Do people in larger cities become more culturally different from one another, or does a city just look more diverse because it holds more people? Using the BookCrossing, MovieLens, and Steam datasets, I measure how between-individual differences in books, movies, and video games scale with city size (up to ~370K users). Larger cities show convergence on popular variants alongside divergence on niche ones, a stronger monoculture and more individual exploration at the same time.

The speed of cultural change in chess and Go

How quickly do top players change their opening moves, and what happened when online servers and superhuman engines arrived? Across 50 years of tournament records (3.45M chess and 116K Go games), I decompose year-over-year change into a shared, population-wide component and an individual one. Chess change is driven mostly by individual exploration, while Go's post-AlphaGo spike reflects shared, population-wide adoption.

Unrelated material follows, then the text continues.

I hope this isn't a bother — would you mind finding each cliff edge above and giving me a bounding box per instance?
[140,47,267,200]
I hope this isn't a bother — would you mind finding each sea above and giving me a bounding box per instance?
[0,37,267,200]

Self-assembly in fire ant pontoon bridges

With the Goldman and Randall labs at Georgia Tech, I studied how fire ants build bridges out of their own bodies using only local information. I built an agent-based model and a computer-vision pipeline to quantify the behavior, and helped prove that a Markov-chain model of bridge formation matches experiments.

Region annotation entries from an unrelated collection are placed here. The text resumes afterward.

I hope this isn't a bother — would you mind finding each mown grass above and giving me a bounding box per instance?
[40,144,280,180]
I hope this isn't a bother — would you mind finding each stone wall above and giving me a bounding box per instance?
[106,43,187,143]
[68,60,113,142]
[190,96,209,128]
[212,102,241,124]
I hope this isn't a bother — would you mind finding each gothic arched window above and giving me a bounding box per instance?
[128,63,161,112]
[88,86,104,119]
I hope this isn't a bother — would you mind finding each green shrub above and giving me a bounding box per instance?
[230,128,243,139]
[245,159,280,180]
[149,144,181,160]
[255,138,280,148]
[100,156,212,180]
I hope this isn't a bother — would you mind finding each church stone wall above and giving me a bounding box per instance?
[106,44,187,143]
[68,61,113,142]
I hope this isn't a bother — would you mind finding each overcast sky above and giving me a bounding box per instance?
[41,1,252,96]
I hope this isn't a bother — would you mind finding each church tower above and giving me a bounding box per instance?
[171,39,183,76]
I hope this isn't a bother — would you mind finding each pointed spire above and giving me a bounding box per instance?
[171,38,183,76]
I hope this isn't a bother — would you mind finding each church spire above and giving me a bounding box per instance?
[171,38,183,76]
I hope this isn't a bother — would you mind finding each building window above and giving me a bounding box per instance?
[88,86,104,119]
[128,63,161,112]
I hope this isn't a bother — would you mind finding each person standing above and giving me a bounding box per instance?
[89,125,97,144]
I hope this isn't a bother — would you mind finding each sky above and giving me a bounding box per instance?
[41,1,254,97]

Coexistence under higher-order interactions

At Princeton I built a spatial Lotka-Volterra model and its mean-field PDE approximation, and found spatial patterns that promote species coexistence only when higher-order interactions between species are present.

Publications

  1. Denton, K., Heinrich-Mora, E., Egan, N., Feldman, M. (2025). Culture is not ecology. Evolution and Human Behavior.
  2. Oh, S., Briones, J., Calvert, J., Egan, N., Randall, D., & Richa, A. W. (2024). Single bridge formation in self-organizing particle systems. International Symposium on Distributed Computing (DISC).
  3. Egan, N., Peixoto, N., & Matto, H. (2020). Creating a personalized cognitive-bias modification therapy exercise in virtual reality using simulated reaction time data. Journal of Student Scientists' Research, 2.

In preparation

  1. Egan, N.*, Zeng, H.*, Platnick, J., Avinery, R., Bagheri, H., Li, S., Sasaki, T., Randall, D., Goldman, D. (2026). Multimodal mechanisms of self-assembly in ant pontoon bridging.

Selected talks & posters

  1. Egan, N., Zeng, H., Avinery, R., Li, S., Bagheri, H., Sasaki, T., & Goldman, D. (2023). Global coordination using local information in fire ant pontoon bridges. Bulletin of the American Physical Society (APS).
  2. Egan, N., Zeng, H., Avinery, R., Bagheri, H., Li, S., Sasaki, T., Goldman, D. (2023). Global coordination using local information in fire ant pontoon bridge simulations. Society for Integrative and Comparative Biology (SICB).